Il y a un article récemment publié dans Psyché, cela pourrait intéresser les botanistes Abeilles occupées : variation des taux de visite des fleurs par les insectes parmi plusieurs espèces de plantes. Il n'est pas surprenant qu'il y ait des différences dans les visites entre les espèces, il y a eu un récent numéro spécial de Spéciation axée sur les pollinisateurs dans Annals of Botany cela aurait été très différent s'il n'y avait pas eu de variation. Cependant, ce que Couvillon et al. faire est de le regarder du point de vue des insectes. Cela donne une chance de voir comment fonctionnent les généralistes au lieu des adaptations spécialisées des pollinisateurs et des plantes.

L'étude a porté sur les visites de cinq plantes, la ronce (rubus fruticosus), lilas de Californie (Céanothus spp.), marjolaine (Origan vulgaire), séneçon (Jacobée vulgaris), et le lierre (Hedera Helix et H.hibernica).
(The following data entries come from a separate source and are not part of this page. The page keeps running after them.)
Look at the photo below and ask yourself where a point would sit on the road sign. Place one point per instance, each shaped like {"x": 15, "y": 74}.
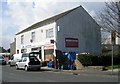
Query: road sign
{"x": 113, "y": 37}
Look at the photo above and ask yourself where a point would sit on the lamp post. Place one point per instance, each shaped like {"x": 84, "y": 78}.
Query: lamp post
{"x": 113, "y": 41}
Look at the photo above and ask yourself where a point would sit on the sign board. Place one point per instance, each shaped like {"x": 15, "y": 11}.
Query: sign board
{"x": 71, "y": 42}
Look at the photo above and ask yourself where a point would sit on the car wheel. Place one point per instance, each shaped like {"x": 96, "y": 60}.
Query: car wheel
{"x": 39, "y": 69}
{"x": 17, "y": 67}
{"x": 10, "y": 65}
{"x": 26, "y": 68}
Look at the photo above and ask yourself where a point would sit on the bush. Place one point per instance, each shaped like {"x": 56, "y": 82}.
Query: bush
{"x": 96, "y": 60}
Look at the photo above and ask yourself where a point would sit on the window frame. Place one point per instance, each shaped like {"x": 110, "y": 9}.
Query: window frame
{"x": 33, "y": 36}
{"x": 22, "y": 39}
{"x": 49, "y": 33}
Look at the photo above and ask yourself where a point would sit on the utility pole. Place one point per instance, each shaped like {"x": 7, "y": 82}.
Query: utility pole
{"x": 113, "y": 41}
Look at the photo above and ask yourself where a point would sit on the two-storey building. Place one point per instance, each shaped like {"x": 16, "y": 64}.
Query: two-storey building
{"x": 71, "y": 31}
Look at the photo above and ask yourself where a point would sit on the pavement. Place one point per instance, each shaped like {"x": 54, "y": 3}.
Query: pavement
{"x": 86, "y": 71}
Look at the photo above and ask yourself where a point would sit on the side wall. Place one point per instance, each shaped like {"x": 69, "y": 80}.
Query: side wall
{"x": 40, "y": 38}
{"x": 79, "y": 24}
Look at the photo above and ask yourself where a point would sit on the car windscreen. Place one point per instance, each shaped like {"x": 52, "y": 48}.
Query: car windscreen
{"x": 34, "y": 58}
{"x": 1, "y": 57}
{"x": 25, "y": 55}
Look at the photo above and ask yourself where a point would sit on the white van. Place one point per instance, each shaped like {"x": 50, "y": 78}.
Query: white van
{"x": 15, "y": 58}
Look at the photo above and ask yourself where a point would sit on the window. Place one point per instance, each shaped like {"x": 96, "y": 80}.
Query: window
{"x": 22, "y": 39}
{"x": 24, "y": 59}
{"x": 17, "y": 51}
{"x": 33, "y": 36}
{"x": 49, "y": 33}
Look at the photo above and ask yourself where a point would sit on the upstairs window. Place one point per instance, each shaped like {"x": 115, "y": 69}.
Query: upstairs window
{"x": 22, "y": 39}
{"x": 49, "y": 33}
{"x": 33, "y": 36}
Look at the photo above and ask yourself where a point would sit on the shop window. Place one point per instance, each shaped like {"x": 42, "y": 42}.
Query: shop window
{"x": 22, "y": 39}
{"x": 17, "y": 51}
{"x": 49, "y": 33}
{"x": 33, "y": 36}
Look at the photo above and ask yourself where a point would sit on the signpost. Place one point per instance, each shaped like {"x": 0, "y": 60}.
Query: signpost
{"x": 113, "y": 41}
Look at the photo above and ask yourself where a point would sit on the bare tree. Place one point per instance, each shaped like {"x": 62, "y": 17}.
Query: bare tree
{"x": 109, "y": 17}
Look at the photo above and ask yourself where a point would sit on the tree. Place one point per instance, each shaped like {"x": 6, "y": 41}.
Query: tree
{"x": 109, "y": 17}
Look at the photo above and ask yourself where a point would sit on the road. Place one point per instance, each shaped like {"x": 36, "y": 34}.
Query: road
{"x": 10, "y": 74}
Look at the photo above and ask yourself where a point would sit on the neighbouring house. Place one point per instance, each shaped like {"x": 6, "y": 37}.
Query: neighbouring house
{"x": 13, "y": 47}
{"x": 71, "y": 31}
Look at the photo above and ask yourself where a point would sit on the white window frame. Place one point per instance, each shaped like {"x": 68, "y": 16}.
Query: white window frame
{"x": 22, "y": 39}
{"x": 49, "y": 33}
{"x": 33, "y": 36}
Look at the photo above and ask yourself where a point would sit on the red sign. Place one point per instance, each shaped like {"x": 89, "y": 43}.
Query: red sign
{"x": 49, "y": 47}
{"x": 71, "y": 42}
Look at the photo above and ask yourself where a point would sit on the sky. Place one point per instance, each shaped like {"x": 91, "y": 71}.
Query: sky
{"x": 16, "y": 15}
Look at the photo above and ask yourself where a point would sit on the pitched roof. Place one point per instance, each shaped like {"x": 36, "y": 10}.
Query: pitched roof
{"x": 47, "y": 21}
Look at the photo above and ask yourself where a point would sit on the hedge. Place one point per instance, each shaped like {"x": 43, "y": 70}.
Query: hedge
{"x": 98, "y": 60}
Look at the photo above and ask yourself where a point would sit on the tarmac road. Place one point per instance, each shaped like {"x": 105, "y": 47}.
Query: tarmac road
{"x": 10, "y": 74}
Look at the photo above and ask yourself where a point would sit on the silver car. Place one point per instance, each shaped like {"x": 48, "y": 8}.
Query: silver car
{"x": 28, "y": 63}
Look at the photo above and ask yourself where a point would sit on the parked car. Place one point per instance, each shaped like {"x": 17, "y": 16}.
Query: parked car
{"x": 2, "y": 60}
{"x": 29, "y": 63}
{"x": 17, "y": 57}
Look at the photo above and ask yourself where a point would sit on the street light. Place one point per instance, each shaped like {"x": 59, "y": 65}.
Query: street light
{"x": 113, "y": 41}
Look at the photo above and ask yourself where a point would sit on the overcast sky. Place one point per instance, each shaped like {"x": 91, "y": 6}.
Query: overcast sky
{"x": 16, "y": 15}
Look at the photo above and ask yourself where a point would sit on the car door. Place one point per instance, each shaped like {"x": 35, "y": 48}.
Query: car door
{"x": 24, "y": 61}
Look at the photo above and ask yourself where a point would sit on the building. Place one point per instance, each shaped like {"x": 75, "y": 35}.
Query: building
{"x": 13, "y": 47}
{"x": 71, "y": 31}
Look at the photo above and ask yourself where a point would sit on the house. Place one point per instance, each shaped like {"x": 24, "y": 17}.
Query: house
{"x": 71, "y": 31}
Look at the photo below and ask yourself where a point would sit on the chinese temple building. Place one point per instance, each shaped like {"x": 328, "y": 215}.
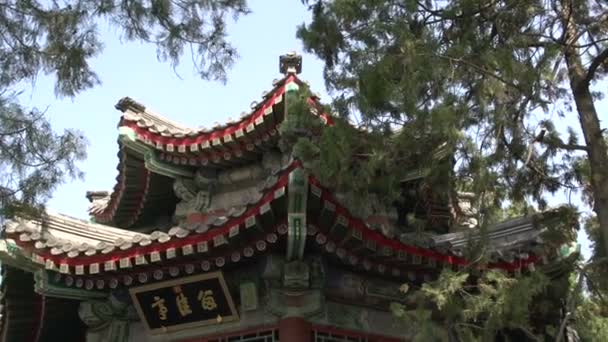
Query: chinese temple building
{"x": 219, "y": 235}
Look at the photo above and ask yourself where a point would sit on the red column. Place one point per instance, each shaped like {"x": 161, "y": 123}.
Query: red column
{"x": 294, "y": 329}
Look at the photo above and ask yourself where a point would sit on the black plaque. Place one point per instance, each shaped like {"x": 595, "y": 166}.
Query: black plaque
{"x": 184, "y": 303}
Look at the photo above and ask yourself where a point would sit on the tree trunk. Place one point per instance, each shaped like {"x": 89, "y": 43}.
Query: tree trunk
{"x": 590, "y": 125}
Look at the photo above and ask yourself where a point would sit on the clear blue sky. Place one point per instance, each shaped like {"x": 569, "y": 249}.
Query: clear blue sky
{"x": 131, "y": 69}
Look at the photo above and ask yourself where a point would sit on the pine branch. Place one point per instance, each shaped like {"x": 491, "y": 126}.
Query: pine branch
{"x": 595, "y": 64}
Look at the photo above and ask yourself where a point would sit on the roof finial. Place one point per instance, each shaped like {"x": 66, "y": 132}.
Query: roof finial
{"x": 290, "y": 63}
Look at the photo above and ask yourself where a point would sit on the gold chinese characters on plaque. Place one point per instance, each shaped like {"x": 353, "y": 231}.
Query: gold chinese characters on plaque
{"x": 184, "y": 303}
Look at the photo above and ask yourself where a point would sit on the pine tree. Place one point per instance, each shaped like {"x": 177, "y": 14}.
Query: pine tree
{"x": 59, "y": 38}
{"x": 491, "y": 79}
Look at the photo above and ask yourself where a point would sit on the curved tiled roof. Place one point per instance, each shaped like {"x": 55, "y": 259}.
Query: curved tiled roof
{"x": 221, "y": 146}
{"x": 71, "y": 245}
{"x": 201, "y": 146}
{"x": 92, "y": 250}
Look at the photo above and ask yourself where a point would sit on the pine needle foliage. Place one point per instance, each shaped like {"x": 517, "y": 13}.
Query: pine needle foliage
{"x": 59, "y": 38}
{"x": 489, "y": 78}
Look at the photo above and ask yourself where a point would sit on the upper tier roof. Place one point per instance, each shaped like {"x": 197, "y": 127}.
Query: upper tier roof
{"x": 154, "y": 149}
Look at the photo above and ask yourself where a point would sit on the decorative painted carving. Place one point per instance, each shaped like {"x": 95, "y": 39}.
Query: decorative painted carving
{"x": 296, "y": 275}
{"x": 107, "y": 320}
{"x": 184, "y": 189}
{"x": 249, "y": 296}
{"x": 296, "y": 218}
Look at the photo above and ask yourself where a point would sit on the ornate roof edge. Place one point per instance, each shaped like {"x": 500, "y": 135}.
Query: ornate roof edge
{"x": 129, "y": 247}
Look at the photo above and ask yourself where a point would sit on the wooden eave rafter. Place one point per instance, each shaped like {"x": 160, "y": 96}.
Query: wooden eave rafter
{"x": 230, "y": 239}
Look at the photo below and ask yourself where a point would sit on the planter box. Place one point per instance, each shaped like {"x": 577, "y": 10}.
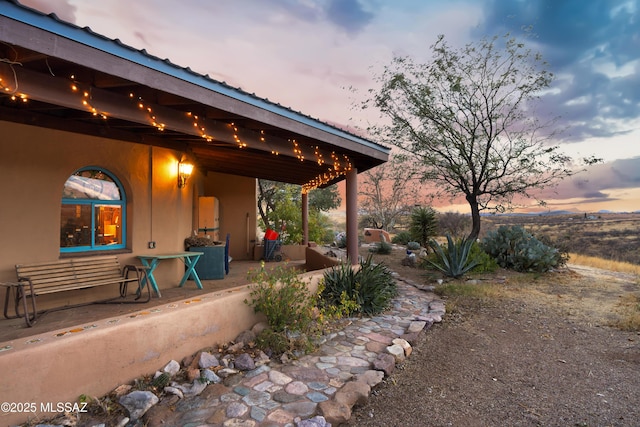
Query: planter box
{"x": 210, "y": 266}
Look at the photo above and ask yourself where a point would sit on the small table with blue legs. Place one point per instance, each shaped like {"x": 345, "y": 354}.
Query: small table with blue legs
{"x": 190, "y": 260}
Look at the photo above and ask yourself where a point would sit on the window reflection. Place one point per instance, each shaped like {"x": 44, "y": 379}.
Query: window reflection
{"x": 92, "y": 212}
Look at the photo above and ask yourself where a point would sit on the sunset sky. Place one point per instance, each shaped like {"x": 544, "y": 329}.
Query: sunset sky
{"x": 304, "y": 54}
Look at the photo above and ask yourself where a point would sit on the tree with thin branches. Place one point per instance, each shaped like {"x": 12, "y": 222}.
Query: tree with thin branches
{"x": 467, "y": 120}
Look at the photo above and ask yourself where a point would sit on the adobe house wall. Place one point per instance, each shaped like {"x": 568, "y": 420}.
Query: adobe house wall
{"x": 36, "y": 162}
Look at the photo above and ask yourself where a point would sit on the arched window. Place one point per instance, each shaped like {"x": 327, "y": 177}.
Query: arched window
{"x": 93, "y": 212}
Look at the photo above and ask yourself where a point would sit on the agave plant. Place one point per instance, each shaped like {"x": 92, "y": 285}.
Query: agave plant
{"x": 454, "y": 260}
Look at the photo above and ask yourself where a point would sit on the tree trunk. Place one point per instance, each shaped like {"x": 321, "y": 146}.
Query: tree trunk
{"x": 475, "y": 216}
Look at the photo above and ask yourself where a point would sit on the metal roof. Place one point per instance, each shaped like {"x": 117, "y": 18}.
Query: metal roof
{"x": 44, "y": 52}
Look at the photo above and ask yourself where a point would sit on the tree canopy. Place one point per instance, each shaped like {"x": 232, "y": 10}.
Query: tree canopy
{"x": 467, "y": 119}
{"x": 387, "y": 193}
{"x": 280, "y": 208}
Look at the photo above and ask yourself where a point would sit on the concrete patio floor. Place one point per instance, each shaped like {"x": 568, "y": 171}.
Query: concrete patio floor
{"x": 78, "y": 317}
{"x": 67, "y": 352}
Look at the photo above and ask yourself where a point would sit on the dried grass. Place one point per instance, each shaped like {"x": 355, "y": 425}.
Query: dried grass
{"x": 604, "y": 264}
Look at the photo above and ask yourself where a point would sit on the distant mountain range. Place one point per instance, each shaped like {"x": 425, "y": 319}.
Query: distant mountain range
{"x": 559, "y": 212}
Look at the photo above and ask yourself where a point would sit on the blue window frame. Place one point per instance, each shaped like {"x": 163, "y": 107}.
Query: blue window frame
{"x": 93, "y": 212}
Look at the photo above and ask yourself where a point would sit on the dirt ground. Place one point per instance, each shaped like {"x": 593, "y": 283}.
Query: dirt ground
{"x": 536, "y": 351}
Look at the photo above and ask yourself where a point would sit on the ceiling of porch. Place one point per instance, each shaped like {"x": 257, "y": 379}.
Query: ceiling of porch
{"x": 81, "y": 82}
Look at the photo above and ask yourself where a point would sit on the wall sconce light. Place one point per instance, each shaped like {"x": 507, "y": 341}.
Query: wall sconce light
{"x": 184, "y": 172}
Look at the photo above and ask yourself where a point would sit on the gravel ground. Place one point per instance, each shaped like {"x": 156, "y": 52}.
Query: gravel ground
{"x": 538, "y": 353}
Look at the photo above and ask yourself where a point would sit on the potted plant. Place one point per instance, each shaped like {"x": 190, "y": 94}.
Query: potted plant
{"x": 210, "y": 265}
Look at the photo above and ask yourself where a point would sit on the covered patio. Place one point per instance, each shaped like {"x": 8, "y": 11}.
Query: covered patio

Il s'agit d'une gamme de plantes, mais leurs caractéristiques communes sont qu'elles attirent les insectes et qu'elles sont originaires du Royaume-Uni, à l'exception du lilas de Californie, qui est cultivé comme plante ornementale.
La diversité s'est avérée être un problème mineur lorsqu'ils ont décidé de mesurer les visites de fleurs. Qu'est-ce qu'une visite de fleur exactement ? Les auteurs notent qu'il est facile de repérer une visite sur une fleur de ronce, car les fleurs sont grandes. Mais lorsque les fleurs sont composées ou disposées en inflorescences, c'est-à-dire en bouquets de petites fleurs, cela devient impossible. Ainsi, pour ces plantes, une « visite de fleur » était une visite sur une inflorescence, mais elle était mesurée de la même manière pour tous les insectes visitant la même plante.

Les résultats ont montré que les bourdons et les abeilles mellifères étaient les butineuses les plus rapides, les coléoptères étant les plus lents. Ce n'était pas une surprise en soi, Couvillon et al. souligner que Chaucer a inventé l'expression "occupé comme des abeilles" au 14th siècle. Les abeilles non Apidae suivent les bourdons et les abeilles mellifères, mais elles ne sont pas toutes pareilles.

Osmie Les abeilles, communément appelées abeilles maçonnes au Royaume-Uni, sont des abeilles sauvages solitaires, mais elles s'entendent bien avec leurs voisines. Elles ont été proposées comme alternative aux abeilles mellifères pour la pollinisation des cultures.
Ce que j'ai trouvé intéressant, c'est la brève discussion sur les raisons pour lesquelles les abeilles Apidae sont généralement beaucoup plus rapides que les autres insectes. Une suggestion de Couvillon et al. L'idée est que les abeilles Apidae sont là uniquement pour se nourrir, tandis que d'autres insectes peuvent récolter de la nourriture tout en effectuant d'autres tâches, comme la ponte. Cela souligne l'importance du timing dans les interactions plantes-insectes, au-delà des grandes périodes de la saison.
Ce qui pourrait également produire un résultat intéressant serait une comparaison avec la cueillette de plantes indigènes et exotiques, similaire à la Hanley et al. étude des plantes indigènes et exotiques dans les jardins à partir de Annals of Botany L'année dernière, mais du point de vue des insectes. Cela pourrait apporter un peu plus de lumière sur le sort des abeilles en milieu urbain.
Vous pouvez ramasser Couvillon et al.'s paper en accès libre à partir de Psyché.
Couvillon MJ, Walter CM, Blows EM, Czaczkes TJ, Alton KL, Ratnieks FLW. 2015. Abeilles occupées : variation des taux de visite des fleurs par les insectes sur plusieurs espèces de plantes. Psyché : un journal d'entomologie 2015 : 1–7.
http://dx.doi.org/10.1155/2015/134630
Hanley ME, Awbi AJ, Franco M. 2014. Devenir natif ? Utilisation des fleurs par les bourdons dans les jardins urbains anglais. Annals of Botany 113: 799-806.